Although author Rick Darke celebrates grasses in this hefty new reference due out next month, he hopes readers will do more than get lost in the book's 1,000 photos. He urges gardeners to know their local habitats -- "behave like responsible managers," he writes -- and plant only those grasses that will sustain and enhance the natural ecology of one's home turf.

Good design, he suggests, follows naturally, as each region's grasses convey an intrinsically appropriate style. Who needs Mexican feather grass when you can grow California's official state grass, purple needle grass, Nassella pulchra?

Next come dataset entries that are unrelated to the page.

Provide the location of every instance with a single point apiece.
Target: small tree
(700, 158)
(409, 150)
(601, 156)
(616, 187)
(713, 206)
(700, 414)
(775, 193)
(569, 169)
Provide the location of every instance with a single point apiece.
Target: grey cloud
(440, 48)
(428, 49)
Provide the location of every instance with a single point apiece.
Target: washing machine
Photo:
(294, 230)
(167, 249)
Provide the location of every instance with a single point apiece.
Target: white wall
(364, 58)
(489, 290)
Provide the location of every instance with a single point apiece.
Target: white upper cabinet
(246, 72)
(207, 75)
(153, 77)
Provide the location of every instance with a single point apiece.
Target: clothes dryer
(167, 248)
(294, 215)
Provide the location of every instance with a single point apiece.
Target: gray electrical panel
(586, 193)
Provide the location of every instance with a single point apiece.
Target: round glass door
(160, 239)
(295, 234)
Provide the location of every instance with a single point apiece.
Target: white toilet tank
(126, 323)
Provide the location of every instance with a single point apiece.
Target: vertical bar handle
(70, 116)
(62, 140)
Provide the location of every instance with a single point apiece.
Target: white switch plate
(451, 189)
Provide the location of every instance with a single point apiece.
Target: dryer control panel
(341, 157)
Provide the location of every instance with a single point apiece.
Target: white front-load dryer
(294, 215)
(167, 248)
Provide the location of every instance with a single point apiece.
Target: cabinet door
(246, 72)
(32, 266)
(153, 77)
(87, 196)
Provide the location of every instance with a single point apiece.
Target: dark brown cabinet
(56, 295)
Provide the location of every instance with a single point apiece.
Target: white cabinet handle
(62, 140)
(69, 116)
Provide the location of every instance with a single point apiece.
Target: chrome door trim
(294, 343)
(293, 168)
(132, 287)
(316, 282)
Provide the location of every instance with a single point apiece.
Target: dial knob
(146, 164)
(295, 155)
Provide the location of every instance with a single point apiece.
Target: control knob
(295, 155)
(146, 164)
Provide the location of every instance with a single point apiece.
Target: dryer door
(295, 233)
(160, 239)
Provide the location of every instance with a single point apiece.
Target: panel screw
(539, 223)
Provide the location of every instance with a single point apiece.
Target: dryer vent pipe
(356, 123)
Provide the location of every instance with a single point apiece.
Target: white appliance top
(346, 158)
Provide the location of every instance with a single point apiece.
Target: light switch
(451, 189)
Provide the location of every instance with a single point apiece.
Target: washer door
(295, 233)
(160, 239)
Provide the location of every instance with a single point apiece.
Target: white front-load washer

Opening chapters discuss the global significance, botany and beauty of grasses. Design, cultivation and maintenance also are detailed. The massive plant encyclopedia describes hundreds of different grasses and grass-like rushes, sedges, restios and cattails -- with specifics to help gardeners select the most appropriate grasses for their conditions and help nurseries decide which ones to stock.

--Lili Singer

For The Record
Los Angeles Times Saturday March 03, 2007 Home Edition Main News Part A Page 2 National Desk 0 inches; 26 words Type of Material: Correction
Grasses: A photo caption with a book review of "Encyclopedia of Grasses for Livable Landscapes" in Thursday's Home section misidentified purple needle grass as deer grass.
For The Record
Los Angeles Times Thursday March 08, 2007 Home Edition Home Part F Page 7 Features Desk 0 inches; 24 words Type of Material: Correction
Book review -- In a review of "Encyclopedia of Grasses for Livable Landscapes" last week, the caption misidentified purple needle grass as deer grass.